Der Fall sucht bundesweit seinesgleichen. Und das nicht nur wegen eines etwaigen ausländerfeindlichen Hintergrunds. Bisher sind hierzulande keine tödlichen Attacken auf Menschen mit einer gasbetriebenen Pfefferpistole aktenkundig.

Die rechtliche Lage ist so komplex wie die Nachforschungen zu dem Fall. Der tödliche Eklat nimmt am 27. März gegen 11.20 Uhr seinen Lauf. Alexander B. richtet die Alarmanlage bei seinen Eltern in der Hüttenstraße ein.
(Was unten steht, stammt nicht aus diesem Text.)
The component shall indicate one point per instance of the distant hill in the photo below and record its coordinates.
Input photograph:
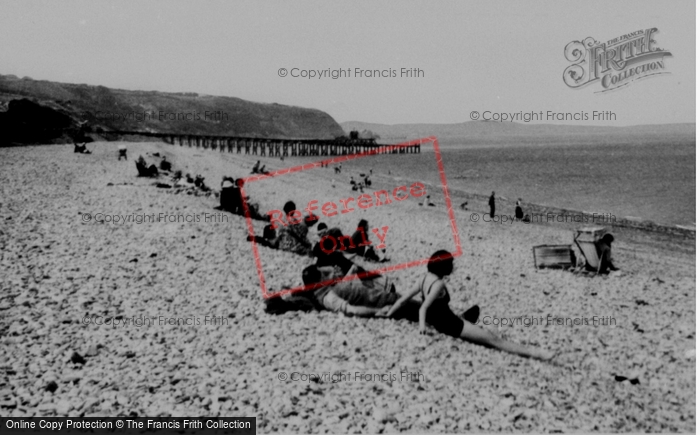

In den Tagen zuvor hatte ein Unbekannter die Reifen von fast 20 Autos zerstochen, den Lack zerkratzt und in einem Fall ein Hakenkreuz eingeritzt.

Als sein Widersacher Bilal A. auftaucht, entspinnt sich schnell ein heftiger Wortwechsel, der Streit eskaliert. Alexander B. hastet zu seinem Wagen, sein Widersacher folgt ihm und schlägt durch das offene Fenster auf ihn ein. B. greift zu seiner Pfefferpistole und schießt dem Angreifer einen Strahl Chili-Reizstoff gegen die Brust. Der so Getroffene taumelt zurück. Alexander B. steigt aus seinem Wagen, erneut geraten die Kontrahenten aneinander. Aus nächster Nähe zielt B. auf das Gesicht seines Gegners und drückt ab. Der Schuss zerfetzt dessen Auge. Das Opfer stirbt fünf Tage später an schweren Hirnverletzungen.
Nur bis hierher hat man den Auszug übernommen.